Cotton has also never been an advocate for police reform, or even for peaceful protest. The current protests in Iran have been compared by many to the 2020 racial justice protests in America following the police killing of George Floyd in Minneapolis. In both instances, protesters were shocked by police brutality and were calling for change. During the height of the protests in America in 2020, the Republican senator from Arkansas published an op-ed in The New York Times titled “Send in the Military,” advocating for a military response to quell protests.
But that hasn’t stopped some from praising his response to the protests in Iran this week. An Instagram post of his statement translated in Persian by Iran International garnered more than 100,000 likes as of Thursday afternoon. At the time of Cotton’s statement, many Democratic officials, including Senate Majority Leader Chuck Schumer, House Speaker Nancy Pelosi, and many members of the progressive House group known as the “Squad” had yet to say anything about Iran. (Representative Alexandria Ocasio-Cortez has been the only member of the Squad to say something, calling for solidarity with the protesters in an Instagram story on Wednesday evening.)

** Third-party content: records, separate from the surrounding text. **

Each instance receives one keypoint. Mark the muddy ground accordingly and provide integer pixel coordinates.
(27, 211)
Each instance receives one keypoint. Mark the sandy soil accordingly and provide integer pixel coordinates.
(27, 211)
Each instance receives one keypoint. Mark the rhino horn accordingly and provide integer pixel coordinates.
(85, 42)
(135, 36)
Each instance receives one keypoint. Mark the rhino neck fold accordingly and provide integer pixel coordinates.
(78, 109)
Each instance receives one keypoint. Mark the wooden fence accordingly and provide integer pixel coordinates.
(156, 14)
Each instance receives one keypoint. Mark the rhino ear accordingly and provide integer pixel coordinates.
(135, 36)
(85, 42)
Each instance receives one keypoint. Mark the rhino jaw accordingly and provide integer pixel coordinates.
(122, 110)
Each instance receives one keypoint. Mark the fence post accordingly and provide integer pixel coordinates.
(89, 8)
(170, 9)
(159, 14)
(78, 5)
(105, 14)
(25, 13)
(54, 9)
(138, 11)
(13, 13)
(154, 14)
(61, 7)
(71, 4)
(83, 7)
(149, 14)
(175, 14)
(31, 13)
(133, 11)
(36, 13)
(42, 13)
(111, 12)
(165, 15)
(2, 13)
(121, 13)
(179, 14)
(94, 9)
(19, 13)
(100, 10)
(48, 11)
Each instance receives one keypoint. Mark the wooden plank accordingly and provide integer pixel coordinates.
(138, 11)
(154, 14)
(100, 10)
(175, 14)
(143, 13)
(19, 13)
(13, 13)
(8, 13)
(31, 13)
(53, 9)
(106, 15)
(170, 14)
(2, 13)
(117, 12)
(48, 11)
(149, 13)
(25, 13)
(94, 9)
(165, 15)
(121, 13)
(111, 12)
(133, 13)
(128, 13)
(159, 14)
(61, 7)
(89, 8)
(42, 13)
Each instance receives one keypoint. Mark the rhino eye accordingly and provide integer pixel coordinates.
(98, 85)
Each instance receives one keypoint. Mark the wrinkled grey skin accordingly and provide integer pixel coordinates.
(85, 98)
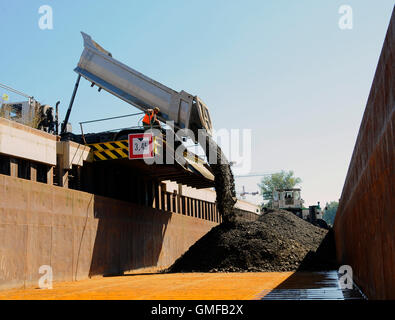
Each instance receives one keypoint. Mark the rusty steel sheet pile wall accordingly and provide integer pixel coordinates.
(81, 235)
(365, 221)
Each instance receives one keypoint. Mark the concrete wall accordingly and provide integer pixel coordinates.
(365, 221)
(24, 142)
(81, 235)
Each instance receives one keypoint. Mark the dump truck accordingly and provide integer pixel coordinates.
(98, 66)
(185, 110)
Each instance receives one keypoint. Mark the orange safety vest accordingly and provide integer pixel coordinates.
(148, 118)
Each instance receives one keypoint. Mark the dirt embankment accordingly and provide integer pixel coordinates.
(278, 241)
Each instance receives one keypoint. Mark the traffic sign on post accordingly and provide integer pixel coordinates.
(141, 146)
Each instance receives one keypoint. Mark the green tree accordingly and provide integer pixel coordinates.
(279, 180)
(330, 212)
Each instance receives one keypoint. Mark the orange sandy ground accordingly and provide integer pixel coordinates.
(179, 286)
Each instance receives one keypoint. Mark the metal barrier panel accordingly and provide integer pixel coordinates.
(365, 221)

On Thursday, nearly a week after the death of Amini, the Treasury Department sanctioned Iran’s “morality police,” as well as seven leaders of Iranian security organizations that it said “routinely employ violence to suppress peaceful protesters and members of Iranian civil society, political dissidents, women’s rights activists, and members of the Iranian Baha’i community.” (It’s unclear why the morality police was not sanctioned before this, given the wide scope of U.S. sanctions on Iran.)